Reporting from The Guardian's Eoin O'Callaghan in Toronto captured the tension. Canada was co-hosting the tournament, yet its round-of-16 loss to Morocco was played in Houston—not Toronto. At the Wheatsheaf, Canada's oldest bar, fans gathered anyway, but the mood turned quiet after Morocco's goals.
The week's loudest soccer story was Portugal. Hundreds of fans stopped highway traffic to glimpse the team bus; crowds camped outside Cristiano Ronaldo's hotel as media tracked his family's restaurant orders. When Egypt celebrated in Vancouver or Portugal fans flooded Toronto before the Croatia match, the outpouring dwarfed Canada's own moments of joy.
"The country has been a junior partner in this World Cup," The Guardian concluded. "Canada's name is above the door but they haven't got the juiciest cases, despite a serious level of investment."
Was the World Cup worth it for Toronto residents?
The Toronto Star editorial board acknowledged the "astronomical costs, the gouging, the cynicism of FIFA." Still, after six games and fan zones filled with "multicoloured joy," it argued the weeks delivered a tonic beyond the balance sheet—especially for a city built on diaspora pride.
Portugal manager Roberto Martinez, closing out Toronto Stadium play with a 2-1 win over Croatia, said it was "a shame there are no more games here." Croatian coach Zlatko Dalic praised a "wonderful atmosphere" where football was "connecting people."

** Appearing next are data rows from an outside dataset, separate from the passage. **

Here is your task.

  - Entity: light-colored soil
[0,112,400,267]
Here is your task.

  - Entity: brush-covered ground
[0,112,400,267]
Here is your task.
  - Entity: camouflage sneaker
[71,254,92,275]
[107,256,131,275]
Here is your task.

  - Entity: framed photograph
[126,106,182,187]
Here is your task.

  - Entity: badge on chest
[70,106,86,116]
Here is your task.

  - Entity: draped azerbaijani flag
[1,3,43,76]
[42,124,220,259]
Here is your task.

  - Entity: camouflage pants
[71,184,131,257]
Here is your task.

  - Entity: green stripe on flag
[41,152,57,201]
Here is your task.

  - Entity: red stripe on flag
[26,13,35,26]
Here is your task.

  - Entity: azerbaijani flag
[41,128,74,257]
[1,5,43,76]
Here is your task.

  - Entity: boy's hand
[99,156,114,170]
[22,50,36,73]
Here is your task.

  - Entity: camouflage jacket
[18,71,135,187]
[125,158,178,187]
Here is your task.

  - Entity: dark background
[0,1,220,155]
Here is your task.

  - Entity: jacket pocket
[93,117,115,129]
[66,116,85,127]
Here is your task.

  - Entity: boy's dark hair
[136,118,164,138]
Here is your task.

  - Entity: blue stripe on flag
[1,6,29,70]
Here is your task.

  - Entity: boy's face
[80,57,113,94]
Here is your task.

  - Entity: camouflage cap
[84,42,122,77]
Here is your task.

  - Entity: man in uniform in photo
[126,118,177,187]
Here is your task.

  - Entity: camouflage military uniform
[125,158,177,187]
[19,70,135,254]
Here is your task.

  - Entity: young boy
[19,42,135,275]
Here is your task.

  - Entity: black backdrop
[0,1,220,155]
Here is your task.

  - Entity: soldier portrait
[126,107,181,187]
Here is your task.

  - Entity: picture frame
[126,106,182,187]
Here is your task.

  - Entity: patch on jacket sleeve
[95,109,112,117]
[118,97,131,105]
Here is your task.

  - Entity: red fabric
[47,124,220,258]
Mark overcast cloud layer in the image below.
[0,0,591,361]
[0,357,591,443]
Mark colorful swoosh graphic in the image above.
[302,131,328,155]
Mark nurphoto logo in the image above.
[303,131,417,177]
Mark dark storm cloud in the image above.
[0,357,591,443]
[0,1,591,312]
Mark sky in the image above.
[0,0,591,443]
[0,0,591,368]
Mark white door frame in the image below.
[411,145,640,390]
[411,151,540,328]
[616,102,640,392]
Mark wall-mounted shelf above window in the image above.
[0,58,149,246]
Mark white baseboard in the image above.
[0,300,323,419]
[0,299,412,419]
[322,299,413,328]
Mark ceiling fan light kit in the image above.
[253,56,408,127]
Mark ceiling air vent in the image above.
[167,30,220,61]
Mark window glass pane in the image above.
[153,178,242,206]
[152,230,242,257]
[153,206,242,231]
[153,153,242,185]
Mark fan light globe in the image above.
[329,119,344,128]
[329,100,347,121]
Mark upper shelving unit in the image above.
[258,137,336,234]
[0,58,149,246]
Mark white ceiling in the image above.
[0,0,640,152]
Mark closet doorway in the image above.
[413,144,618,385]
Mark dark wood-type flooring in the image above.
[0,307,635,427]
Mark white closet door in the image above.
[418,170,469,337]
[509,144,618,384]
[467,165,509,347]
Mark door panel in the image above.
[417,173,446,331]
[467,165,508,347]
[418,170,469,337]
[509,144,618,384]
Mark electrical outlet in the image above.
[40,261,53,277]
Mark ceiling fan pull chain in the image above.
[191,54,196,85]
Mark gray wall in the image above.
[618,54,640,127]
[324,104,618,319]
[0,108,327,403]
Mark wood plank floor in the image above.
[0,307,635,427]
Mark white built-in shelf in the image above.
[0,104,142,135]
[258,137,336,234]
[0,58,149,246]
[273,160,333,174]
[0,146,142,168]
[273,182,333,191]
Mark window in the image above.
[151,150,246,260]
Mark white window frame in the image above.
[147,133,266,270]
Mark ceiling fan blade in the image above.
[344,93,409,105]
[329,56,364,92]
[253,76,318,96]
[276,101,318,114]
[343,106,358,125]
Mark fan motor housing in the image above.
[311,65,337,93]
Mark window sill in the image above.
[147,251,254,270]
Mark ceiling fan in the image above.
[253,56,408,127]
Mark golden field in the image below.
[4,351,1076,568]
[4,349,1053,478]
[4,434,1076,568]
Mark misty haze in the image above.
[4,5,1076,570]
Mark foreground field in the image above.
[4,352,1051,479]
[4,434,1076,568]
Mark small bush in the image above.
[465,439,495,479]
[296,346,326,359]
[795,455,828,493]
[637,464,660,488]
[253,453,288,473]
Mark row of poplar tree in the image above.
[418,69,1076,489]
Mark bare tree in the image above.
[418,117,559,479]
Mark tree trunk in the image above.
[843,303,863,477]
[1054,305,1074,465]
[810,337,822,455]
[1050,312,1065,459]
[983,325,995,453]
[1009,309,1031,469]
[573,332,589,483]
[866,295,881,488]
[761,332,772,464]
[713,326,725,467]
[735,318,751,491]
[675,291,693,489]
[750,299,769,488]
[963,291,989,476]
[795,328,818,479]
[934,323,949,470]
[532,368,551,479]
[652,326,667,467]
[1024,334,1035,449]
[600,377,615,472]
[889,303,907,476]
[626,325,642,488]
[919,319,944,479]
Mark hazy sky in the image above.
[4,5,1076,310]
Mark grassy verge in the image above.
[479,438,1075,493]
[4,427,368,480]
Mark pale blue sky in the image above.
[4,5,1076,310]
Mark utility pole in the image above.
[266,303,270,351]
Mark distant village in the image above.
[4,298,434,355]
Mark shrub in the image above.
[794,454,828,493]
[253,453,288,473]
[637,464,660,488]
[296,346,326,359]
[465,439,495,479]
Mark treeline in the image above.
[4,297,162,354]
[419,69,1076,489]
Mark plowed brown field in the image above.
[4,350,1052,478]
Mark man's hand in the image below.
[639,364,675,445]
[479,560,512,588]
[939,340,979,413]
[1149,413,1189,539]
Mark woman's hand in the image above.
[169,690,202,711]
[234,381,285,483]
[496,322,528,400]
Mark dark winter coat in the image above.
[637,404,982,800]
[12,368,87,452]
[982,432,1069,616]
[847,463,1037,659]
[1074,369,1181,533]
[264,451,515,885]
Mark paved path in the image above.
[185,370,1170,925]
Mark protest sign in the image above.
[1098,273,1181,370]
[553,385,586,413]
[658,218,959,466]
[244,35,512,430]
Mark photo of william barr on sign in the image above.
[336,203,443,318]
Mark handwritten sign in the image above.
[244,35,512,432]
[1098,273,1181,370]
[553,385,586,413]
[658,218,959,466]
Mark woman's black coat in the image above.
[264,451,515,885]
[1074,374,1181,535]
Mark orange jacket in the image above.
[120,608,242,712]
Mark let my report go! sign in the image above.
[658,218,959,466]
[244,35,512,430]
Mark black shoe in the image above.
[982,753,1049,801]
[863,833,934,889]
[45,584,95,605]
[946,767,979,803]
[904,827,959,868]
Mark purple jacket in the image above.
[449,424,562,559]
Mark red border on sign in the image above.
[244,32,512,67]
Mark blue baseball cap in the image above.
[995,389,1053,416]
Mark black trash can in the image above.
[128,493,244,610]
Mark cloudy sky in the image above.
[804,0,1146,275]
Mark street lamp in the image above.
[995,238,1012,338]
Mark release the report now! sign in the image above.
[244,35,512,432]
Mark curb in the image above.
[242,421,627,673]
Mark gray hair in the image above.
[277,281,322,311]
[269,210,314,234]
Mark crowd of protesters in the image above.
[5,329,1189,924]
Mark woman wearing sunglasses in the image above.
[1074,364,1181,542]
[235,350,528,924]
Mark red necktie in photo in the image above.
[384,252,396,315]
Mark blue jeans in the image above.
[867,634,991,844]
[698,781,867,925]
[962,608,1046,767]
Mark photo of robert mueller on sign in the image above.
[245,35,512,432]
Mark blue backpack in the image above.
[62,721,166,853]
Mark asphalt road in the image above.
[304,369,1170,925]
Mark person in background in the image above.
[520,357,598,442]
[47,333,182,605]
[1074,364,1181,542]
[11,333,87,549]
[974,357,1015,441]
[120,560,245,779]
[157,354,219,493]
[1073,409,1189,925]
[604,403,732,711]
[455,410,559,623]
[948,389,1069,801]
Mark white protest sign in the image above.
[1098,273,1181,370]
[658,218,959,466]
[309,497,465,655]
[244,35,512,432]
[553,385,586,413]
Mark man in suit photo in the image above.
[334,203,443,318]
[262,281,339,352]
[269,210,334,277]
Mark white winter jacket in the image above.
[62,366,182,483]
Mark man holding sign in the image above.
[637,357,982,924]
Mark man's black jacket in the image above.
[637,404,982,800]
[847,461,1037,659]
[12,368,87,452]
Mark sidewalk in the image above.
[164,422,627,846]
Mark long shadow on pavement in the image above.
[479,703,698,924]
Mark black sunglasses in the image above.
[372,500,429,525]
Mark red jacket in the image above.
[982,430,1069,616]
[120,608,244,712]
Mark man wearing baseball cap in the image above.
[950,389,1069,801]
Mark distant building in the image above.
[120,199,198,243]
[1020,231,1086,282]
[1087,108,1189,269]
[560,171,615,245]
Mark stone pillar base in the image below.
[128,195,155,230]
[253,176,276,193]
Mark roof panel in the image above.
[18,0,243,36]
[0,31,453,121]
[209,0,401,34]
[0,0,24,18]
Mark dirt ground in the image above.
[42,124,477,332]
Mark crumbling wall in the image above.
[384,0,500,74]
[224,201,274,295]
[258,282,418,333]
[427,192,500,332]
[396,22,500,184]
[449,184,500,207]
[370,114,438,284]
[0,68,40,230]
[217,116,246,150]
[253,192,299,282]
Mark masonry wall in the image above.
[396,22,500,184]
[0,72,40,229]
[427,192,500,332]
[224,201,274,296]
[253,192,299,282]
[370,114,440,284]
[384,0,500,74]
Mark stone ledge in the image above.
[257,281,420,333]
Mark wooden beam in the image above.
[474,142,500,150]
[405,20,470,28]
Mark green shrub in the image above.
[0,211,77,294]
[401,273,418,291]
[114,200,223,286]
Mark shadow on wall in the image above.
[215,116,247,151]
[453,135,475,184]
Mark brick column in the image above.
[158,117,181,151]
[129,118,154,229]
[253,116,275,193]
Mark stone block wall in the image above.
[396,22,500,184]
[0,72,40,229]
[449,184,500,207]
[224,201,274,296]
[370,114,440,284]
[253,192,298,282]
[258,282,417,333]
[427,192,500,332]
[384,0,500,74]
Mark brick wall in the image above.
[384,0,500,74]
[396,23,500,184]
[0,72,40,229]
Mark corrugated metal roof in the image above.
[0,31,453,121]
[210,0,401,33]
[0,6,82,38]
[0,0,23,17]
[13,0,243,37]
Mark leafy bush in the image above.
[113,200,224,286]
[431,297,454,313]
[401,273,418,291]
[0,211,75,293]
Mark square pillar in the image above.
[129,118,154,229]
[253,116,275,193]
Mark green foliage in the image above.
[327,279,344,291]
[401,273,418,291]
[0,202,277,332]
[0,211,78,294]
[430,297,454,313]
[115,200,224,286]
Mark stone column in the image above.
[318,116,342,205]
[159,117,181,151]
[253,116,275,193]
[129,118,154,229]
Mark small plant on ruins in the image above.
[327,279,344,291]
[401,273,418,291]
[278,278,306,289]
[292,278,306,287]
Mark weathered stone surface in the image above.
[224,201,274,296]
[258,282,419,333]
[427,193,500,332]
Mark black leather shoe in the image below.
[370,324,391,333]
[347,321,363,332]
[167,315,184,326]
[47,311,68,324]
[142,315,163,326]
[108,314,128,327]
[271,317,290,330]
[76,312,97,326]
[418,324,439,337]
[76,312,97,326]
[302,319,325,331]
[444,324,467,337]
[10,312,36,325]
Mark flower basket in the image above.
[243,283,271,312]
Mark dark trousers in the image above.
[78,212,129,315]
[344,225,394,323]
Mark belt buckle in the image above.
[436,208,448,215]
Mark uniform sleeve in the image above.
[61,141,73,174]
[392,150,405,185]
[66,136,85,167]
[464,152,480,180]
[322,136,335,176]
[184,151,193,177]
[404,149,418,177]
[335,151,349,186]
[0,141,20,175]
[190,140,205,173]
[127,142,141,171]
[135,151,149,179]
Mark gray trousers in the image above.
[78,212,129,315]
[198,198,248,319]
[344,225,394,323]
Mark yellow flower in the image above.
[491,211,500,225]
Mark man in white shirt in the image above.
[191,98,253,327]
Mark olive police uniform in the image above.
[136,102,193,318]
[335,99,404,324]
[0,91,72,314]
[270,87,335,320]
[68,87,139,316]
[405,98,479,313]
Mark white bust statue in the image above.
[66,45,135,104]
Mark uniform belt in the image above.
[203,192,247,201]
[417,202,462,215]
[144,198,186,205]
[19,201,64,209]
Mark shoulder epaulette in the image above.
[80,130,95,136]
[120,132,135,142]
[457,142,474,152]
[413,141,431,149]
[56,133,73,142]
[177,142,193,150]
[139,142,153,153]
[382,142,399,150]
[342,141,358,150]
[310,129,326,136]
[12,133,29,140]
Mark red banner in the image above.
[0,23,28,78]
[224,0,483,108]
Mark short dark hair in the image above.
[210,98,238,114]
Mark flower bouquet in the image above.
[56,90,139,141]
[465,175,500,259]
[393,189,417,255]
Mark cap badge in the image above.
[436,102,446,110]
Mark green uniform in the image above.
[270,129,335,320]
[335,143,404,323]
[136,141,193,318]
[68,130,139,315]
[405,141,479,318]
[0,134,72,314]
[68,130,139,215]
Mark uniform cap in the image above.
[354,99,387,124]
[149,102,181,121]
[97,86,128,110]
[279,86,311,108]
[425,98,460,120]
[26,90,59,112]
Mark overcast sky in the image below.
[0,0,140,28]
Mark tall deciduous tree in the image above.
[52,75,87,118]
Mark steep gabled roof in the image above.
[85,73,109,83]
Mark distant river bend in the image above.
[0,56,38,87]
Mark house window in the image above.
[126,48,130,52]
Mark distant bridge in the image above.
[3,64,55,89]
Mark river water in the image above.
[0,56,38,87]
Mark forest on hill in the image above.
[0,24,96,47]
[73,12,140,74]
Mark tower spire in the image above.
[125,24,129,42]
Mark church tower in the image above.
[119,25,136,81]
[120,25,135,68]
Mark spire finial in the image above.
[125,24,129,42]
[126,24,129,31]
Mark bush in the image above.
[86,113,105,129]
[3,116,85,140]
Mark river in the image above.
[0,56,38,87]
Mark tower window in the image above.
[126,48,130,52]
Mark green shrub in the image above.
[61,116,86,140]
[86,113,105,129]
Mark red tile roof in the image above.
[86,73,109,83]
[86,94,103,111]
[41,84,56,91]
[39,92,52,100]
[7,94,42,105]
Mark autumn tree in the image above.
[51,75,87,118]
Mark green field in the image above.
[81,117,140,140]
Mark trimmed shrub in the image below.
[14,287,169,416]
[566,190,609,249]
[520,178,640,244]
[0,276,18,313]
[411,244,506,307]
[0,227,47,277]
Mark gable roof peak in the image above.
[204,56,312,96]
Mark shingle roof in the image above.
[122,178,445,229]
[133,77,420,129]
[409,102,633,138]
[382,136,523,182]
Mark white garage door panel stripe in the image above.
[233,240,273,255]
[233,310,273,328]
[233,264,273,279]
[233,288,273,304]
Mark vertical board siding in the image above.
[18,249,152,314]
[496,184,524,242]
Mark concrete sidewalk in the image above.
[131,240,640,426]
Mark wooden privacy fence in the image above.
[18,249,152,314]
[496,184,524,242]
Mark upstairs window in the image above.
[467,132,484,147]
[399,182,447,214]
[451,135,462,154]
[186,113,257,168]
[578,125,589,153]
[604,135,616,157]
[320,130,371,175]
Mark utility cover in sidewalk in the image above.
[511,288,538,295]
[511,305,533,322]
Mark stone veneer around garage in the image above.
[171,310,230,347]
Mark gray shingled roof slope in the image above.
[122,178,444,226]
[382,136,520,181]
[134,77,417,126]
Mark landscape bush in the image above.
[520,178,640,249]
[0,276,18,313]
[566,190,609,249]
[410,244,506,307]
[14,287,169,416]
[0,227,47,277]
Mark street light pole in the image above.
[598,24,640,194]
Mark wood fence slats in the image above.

David Miller, who helped bring the tournament to Toronto, told CBC you "can't justify it financially," which is why cities must negotiate harder with FIFA. Yet he also credited the event with creating "tremendous community, excitement and joy"—a public-health-adjacent dividend that echoes why researchers tie social connection to longer, healthier lives, a thread we follow in our Longevity & Biohacking coverage.
Canada's men exited in Houston, but Toronto's World Cup story is still being tallied—between Moneris receipts, dismantled stadium seating, and the question of what comes next for Canadian soccer.